Container restarts re-download the model unless you persist the cache. We handled this with the -v mount, but you can go further by baking the model into the image:

FROM vllm/vllm-openai:latest

# Download model at build time
RUN python3 -c "from huggingface_hub import snapshot_download; \
    snapshot_download('Qwen/Qwen2.5-72B-Instruct-AWQ')"

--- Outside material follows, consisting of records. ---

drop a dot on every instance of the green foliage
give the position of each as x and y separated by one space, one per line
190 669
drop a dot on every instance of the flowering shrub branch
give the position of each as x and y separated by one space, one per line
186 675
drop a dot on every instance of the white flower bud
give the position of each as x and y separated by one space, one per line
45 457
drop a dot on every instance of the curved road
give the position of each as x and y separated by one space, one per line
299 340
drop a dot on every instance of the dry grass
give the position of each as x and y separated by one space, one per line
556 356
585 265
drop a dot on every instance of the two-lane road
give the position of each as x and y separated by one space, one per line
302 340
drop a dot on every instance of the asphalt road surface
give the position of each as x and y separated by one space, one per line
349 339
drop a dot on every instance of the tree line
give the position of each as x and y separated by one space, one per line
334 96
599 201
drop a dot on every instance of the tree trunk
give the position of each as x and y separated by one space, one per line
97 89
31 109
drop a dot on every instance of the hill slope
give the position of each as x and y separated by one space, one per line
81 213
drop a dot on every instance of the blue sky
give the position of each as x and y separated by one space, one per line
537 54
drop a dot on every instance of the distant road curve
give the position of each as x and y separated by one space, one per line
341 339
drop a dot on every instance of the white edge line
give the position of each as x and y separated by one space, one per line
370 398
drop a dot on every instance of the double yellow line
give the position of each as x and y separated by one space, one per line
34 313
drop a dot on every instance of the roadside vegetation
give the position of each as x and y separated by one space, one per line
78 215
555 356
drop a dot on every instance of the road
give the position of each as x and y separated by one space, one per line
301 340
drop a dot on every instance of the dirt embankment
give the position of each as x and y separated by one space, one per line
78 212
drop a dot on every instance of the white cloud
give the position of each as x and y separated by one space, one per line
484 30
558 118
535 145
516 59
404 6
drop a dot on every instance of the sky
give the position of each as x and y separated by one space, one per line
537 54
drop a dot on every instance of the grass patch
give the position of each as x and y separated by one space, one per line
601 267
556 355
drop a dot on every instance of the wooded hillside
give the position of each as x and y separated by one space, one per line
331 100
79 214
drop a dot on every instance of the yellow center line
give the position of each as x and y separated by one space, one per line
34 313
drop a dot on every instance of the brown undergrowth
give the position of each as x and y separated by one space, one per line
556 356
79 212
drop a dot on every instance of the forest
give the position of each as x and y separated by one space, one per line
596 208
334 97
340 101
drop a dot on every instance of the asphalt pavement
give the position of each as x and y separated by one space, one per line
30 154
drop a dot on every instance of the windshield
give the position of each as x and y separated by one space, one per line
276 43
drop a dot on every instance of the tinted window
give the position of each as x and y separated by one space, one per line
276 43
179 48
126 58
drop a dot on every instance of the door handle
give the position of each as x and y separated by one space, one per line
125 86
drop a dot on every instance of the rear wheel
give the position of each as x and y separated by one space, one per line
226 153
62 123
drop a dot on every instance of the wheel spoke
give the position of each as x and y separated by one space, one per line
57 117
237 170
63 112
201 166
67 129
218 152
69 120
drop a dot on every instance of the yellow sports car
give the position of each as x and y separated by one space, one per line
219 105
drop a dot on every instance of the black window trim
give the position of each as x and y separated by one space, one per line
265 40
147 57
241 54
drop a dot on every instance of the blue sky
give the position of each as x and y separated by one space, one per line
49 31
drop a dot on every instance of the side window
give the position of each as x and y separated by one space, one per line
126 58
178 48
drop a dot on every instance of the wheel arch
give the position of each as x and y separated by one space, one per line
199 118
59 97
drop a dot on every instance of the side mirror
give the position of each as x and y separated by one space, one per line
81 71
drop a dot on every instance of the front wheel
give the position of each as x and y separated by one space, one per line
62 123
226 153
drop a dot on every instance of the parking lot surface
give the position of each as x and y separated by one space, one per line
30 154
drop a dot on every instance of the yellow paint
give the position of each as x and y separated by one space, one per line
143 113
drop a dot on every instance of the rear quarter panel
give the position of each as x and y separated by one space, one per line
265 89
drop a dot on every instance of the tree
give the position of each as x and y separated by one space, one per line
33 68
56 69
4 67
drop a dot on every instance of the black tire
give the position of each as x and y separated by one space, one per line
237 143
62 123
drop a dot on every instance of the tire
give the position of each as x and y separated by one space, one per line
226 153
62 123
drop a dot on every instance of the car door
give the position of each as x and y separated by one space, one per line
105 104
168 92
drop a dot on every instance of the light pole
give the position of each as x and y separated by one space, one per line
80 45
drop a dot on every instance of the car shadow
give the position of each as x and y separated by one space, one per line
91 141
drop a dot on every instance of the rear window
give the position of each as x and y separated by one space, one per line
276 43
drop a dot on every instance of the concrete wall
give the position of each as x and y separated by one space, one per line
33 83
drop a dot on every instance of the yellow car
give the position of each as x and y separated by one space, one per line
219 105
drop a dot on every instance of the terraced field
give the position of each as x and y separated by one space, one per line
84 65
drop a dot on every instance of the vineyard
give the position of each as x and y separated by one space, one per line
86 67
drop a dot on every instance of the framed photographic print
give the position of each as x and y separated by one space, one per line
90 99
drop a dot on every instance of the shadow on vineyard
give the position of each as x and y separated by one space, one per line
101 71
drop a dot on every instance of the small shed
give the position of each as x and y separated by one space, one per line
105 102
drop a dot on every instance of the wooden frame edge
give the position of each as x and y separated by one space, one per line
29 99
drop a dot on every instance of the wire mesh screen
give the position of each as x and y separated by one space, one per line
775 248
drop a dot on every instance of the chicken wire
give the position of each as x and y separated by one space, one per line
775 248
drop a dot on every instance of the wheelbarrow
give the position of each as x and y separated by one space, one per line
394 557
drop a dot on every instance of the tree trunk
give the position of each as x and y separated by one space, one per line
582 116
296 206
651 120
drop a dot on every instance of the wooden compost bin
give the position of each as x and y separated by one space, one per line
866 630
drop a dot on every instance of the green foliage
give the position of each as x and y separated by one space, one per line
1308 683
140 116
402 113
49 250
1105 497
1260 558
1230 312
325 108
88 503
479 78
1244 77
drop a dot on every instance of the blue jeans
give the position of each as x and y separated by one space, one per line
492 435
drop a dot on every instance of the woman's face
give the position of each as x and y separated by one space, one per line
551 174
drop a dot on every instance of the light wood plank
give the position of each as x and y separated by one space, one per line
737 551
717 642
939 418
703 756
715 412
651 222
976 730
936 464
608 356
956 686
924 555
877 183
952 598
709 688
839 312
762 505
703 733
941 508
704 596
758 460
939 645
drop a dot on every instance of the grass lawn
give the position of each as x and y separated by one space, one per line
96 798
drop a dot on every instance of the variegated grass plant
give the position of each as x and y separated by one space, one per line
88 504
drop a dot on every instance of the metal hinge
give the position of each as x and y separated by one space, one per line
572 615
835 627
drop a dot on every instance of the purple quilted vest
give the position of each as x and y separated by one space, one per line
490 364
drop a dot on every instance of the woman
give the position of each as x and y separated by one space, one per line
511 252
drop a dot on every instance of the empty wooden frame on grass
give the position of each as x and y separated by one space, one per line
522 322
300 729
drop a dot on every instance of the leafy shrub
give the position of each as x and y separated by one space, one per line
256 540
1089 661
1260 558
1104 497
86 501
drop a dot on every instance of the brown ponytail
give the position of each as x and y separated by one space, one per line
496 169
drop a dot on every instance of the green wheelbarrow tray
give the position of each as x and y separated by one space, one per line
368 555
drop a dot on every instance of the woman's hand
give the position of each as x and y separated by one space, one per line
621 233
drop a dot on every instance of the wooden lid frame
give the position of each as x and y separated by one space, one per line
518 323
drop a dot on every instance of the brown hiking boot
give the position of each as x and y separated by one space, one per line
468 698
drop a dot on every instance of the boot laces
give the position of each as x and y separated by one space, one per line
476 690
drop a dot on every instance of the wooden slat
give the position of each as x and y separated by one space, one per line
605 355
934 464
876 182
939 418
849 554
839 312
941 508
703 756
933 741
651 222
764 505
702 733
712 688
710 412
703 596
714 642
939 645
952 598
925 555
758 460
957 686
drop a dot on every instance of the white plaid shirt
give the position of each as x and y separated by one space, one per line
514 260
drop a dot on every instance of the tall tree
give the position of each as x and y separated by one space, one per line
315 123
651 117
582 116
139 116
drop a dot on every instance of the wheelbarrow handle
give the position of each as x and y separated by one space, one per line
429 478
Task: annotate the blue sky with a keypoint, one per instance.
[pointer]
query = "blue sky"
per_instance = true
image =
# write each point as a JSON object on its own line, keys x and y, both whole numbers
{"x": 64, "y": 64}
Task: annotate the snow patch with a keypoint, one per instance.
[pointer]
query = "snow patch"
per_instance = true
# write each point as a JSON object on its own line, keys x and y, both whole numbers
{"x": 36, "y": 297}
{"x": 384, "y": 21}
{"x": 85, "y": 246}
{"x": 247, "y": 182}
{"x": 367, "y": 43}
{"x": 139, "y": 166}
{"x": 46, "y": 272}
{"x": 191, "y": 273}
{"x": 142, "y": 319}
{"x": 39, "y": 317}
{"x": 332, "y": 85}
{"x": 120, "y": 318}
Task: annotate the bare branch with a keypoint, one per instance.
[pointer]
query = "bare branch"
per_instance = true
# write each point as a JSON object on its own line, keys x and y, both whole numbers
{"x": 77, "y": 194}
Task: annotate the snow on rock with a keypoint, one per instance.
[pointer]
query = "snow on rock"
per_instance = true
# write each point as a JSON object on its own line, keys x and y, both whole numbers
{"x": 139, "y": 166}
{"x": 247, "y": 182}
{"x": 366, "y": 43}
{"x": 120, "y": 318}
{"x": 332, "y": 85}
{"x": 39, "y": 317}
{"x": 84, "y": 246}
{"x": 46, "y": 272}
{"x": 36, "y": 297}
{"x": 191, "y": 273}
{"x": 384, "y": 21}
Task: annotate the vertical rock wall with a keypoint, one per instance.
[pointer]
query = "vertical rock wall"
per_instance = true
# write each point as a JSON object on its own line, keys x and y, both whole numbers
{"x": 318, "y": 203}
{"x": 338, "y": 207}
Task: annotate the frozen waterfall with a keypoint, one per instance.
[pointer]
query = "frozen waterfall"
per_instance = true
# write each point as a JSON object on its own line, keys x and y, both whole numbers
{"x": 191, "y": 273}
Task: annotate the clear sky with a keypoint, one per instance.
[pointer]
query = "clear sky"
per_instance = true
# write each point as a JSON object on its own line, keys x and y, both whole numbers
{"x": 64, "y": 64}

This creates a larger image (~40 GB+) but guarantees zero download time on startup. For GCP specifically, push this image to Artifact Registry in the same region as your VM to minimize pull time:

# Tag and push to Artifact Registry
docker tag my-vllm us-central1-docker.pkg.dev/my-project/my-repo/vllm-qwen72b:latest
docker push us-central1-docker.pkg.dev/my-project/my-repo/vllm-qwen72b:latest

Cost management

GPU VMs are expensive. An a2-ultragpu-1g costs roughly $8-12/hour on-demand. Strategies to manage costs:

  • Preemptible/Spot VMs — up to 60-91% cheaper, but GCP can reclaim them with 30 seconds notice. Good for batch workloads, risky for serving.
  • Committed use discounts — 1 or 3-year commitments for 37-55% off. Good if you know you need sustained GPU capacity.
  • Stop when idle — use a startup script that launches vLLM, and stop the VM when you’re not using it. You only pay for the disk when stopped.
# Stop the VM (keeps disk, no GPU charges)
gcloud compute instances stop llm-server --zone=us-central1-a

# Start it back up
gcloud compute instances start llm-server --zone=us-central1-a

Health checks and auto-restart

Add Docker restart policy and a health check:

docker run -d \
    --name vllm \
    --gpus all \
    --restart unless-stopped \
    --health-cmd="curl -f http://localhost:8000/health || exit 1" \
    --health-interval=30s \
    --health-timeout=10s \
    --health-retries=3 \
    -v ~/.cache/huggingface:/root/.cache/huggingface \
    -p 8000:8000 \
    --ipc=host \
    vllm/vllm-openai:latest \
    --model Qwen/Qwen2.5-72B-Instruct-AWQ \
    --quantization awq \
    --max-model-len 4096 \
    --gpu-memory-utilization 0.9

Quick reference

Here’s a cheat sheet for common model sizes and recommended GCP setups:

ModelPrecisionVRAM neededGCP setup~Cost/hour
Qwen2.5-7BFP16~17 GB1x L4 (g2-standard-12)~$1.50
Qwen2.5-7BINT4~5 GB1x T4 (n1-standard-8)~$0.80
Qwen2.5-32BAWQ~18 GB1x L4 (g2-standard-12)~$1.50
Qwen2.5-72BAWQ~40 GB1x A100 80 GB~$10
Qwen2.5-72BFP16~173 GB2x A100 80 GB~$20
Llama 3 70BAWQ~38 GB1x A100 80 GB~$10

Prices are approximate on-demand rates and vary by region.

Wrapping up

The path from “I want to run my own LLM” to actually doing it is shorter than it looks:

  1. Pick a model and precision that fits your GPU budget
  2. Use a serving framework like vLLM — don’t reinvent the wheel
  3. Run it in a GPU-enabled Docker container on a GCP VM
  4. Mount the model cache or bake it into the image so restarts are fast

The OpenAI-compatible API means your application code doesn’t need to know or care whether it’s talking to OpenAI, Anthropic, or your own Qwen instance running on a VM in us-central1. You just change the base URL.